Are we, as part of this capitalist society, completely passive spectators, consumers of the goods and contents that the cultural industry generate in order to shape us? Did alternative information channels like blogs or social networks changed this, offering the possibility to everyone not no only consume but also share their thoughts with the rest? Thanks to Internet there’s not only information but also channels of audiovisual content that out of the mainstream controlled by big companies. Does this make any different for questioning if Adorno’s and Horkneimer’s theories are still valid nowadays?

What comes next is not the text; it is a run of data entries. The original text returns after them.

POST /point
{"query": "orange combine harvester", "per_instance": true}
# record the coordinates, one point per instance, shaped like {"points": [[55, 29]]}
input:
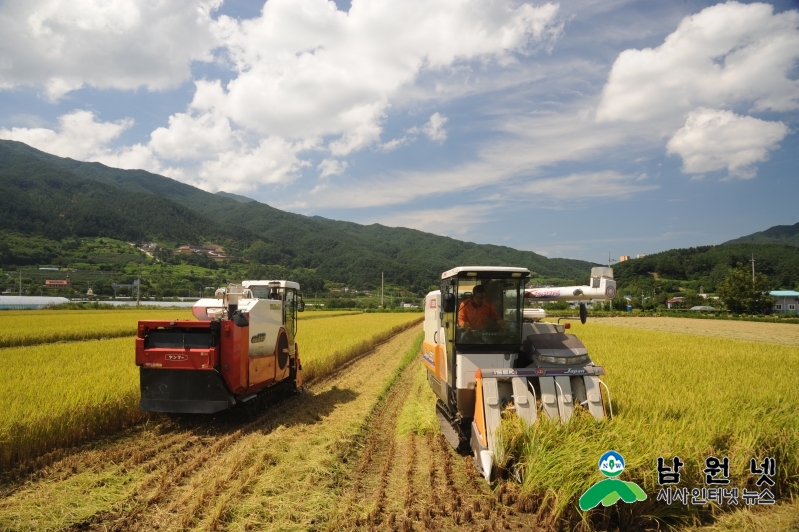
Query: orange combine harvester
{"points": [[240, 350]]}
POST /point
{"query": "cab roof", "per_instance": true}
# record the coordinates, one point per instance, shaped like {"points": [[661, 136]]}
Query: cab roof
{"points": [[482, 270], [282, 284]]}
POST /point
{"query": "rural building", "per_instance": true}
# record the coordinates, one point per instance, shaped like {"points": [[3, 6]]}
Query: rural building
{"points": [[676, 301], [786, 301], [29, 302]]}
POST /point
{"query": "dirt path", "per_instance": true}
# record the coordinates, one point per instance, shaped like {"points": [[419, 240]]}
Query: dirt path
{"points": [[327, 459], [412, 482], [775, 333]]}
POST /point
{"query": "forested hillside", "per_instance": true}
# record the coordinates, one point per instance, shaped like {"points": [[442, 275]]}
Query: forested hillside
{"points": [[779, 234], [44, 199], [59, 198], [706, 266]]}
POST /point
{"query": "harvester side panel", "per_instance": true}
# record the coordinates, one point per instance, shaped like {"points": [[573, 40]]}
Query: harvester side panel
{"points": [[594, 396], [565, 400], [524, 400], [549, 397], [234, 362], [183, 391]]}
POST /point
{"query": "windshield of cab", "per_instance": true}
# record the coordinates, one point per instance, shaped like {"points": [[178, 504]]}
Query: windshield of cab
{"points": [[489, 311], [266, 292]]}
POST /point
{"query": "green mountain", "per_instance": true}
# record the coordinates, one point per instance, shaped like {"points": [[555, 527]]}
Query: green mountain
{"points": [[706, 266], [139, 204], [779, 234], [45, 199], [240, 199]]}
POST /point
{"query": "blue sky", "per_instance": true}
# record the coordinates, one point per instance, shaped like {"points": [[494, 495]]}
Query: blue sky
{"points": [[572, 129]]}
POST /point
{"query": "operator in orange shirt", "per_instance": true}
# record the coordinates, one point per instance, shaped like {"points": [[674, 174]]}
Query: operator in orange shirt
{"points": [[474, 313]]}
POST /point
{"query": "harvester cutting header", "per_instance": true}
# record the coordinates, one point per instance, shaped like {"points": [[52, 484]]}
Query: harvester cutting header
{"points": [[241, 349], [485, 354]]}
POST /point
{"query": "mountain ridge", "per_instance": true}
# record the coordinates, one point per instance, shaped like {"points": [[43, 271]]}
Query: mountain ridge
{"points": [[339, 251]]}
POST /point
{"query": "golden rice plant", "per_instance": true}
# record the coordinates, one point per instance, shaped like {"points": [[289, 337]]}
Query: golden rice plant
{"points": [[58, 394], [32, 327], [672, 395], [326, 345]]}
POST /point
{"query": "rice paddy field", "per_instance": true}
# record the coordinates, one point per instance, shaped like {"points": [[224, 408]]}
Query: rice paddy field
{"points": [[25, 327], [59, 393], [677, 390], [673, 394]]}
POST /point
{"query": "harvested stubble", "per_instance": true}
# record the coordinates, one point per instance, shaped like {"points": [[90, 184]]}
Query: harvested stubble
{"points": [[33, 327], [58, 394], [673, 395]]}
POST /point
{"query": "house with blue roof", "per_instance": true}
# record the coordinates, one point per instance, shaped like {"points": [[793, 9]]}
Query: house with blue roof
{"points": [[785, 301]]}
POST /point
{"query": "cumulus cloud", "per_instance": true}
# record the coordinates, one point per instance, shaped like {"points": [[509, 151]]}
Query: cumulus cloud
{"points": [[79, 136], [306, 75], [307, 69], [63, 45], [714, 139], [589, 185], [726, 54], [434, 128], [330, 167], [457, 220]]}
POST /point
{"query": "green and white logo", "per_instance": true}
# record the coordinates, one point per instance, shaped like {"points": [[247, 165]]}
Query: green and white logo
{"points": [[610, 490]]}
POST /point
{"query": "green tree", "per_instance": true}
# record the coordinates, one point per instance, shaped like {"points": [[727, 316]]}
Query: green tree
{"points": [[740, 294]]}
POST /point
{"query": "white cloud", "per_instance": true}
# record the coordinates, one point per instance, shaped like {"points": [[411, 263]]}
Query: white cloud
{"points": [[309, 70], [532, 144], [457, 220], [330, 167], [586, 186], [79, 136], [716, 139], [63, 45], [393, 144], [724, 55], [434, 128], [273, 161]]}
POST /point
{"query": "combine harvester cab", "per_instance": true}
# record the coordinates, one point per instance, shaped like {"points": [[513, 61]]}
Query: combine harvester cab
{"points": [[242, 347], [486, 354]]}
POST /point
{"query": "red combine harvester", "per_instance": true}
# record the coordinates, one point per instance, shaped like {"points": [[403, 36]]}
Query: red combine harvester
{"points": [[241, 349]]}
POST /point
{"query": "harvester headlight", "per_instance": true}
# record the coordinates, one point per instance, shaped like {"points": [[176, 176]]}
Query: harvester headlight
{"points": [[582, 359]]}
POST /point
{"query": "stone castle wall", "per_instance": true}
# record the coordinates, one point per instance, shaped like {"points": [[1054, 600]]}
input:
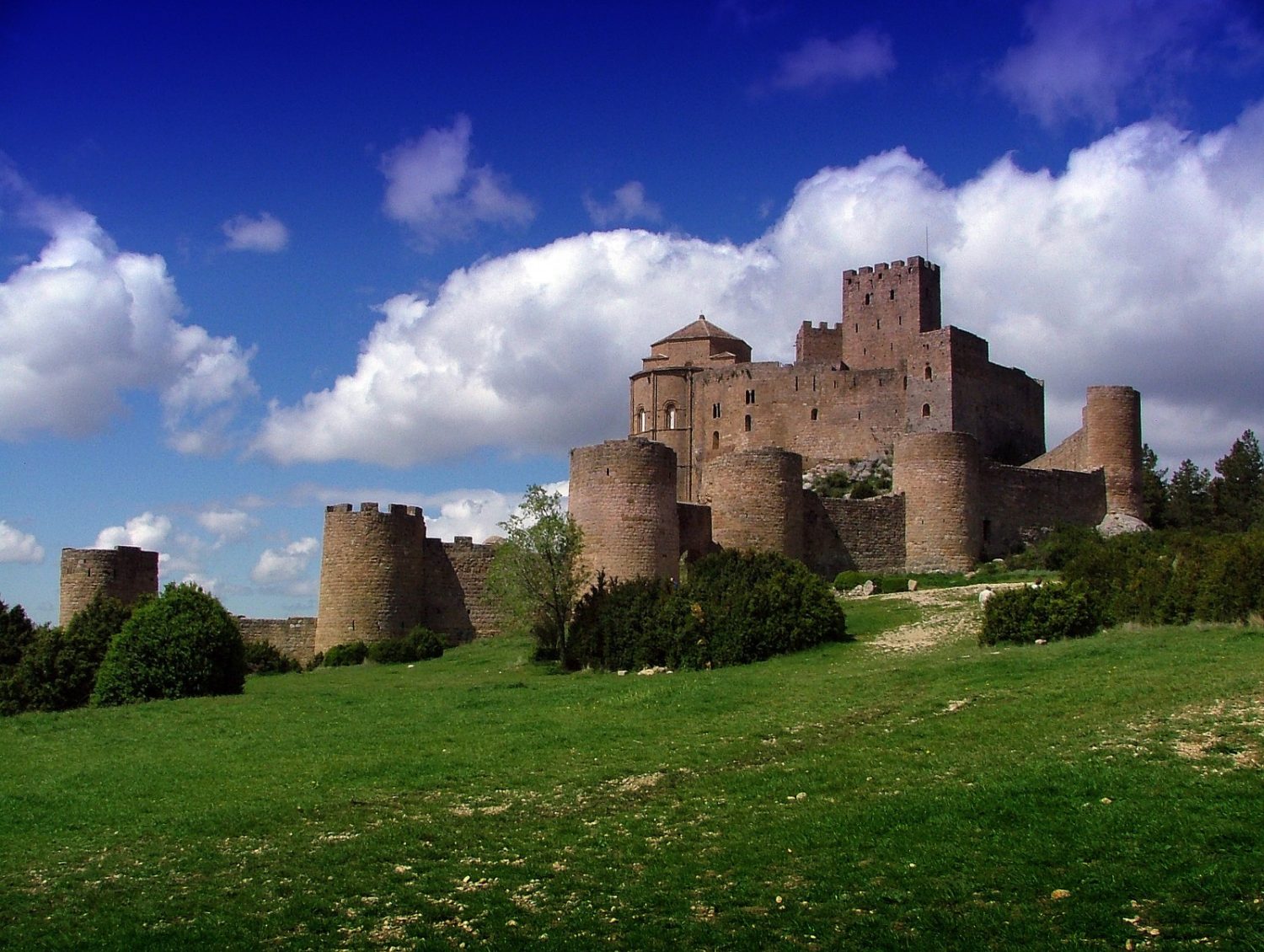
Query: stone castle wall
{"points": [[124, 573], [457, 601], [372, 578], [624, 495], [292, 636], [871, 532], [756, 500]]}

Another statement that I found interesting was “The sound film, far surpassing the theater of illusion, leaves no room for imagination or reflection on the part of the audience, who is unable to respond within the structure of the film...”. I remember that I read a related quote in the well known “The Work of Art In The Age of Mechanical Reproduction” by Walter Benjamin. In that essay we can find the following quote by George Duhamel, a French author, “I can no longer think that I want to think. My thoughts have been replaced by moving images”. Duhamel thought that moving images had a shocking effect on people not allowing them to think. In Adorno’s and Horkneimer’s essay they don’t refer to films in general but the ones with sound. And I wonder, are those comments due to the novelty of these technologies? I mean are some years necessary to adapt and get over the shock effect that freezes people’s thoughts? Did we get over that or can we still say that films or the most recent hype of the tv series hypnotize us and don’t allow us to think and analyze what we are seeing?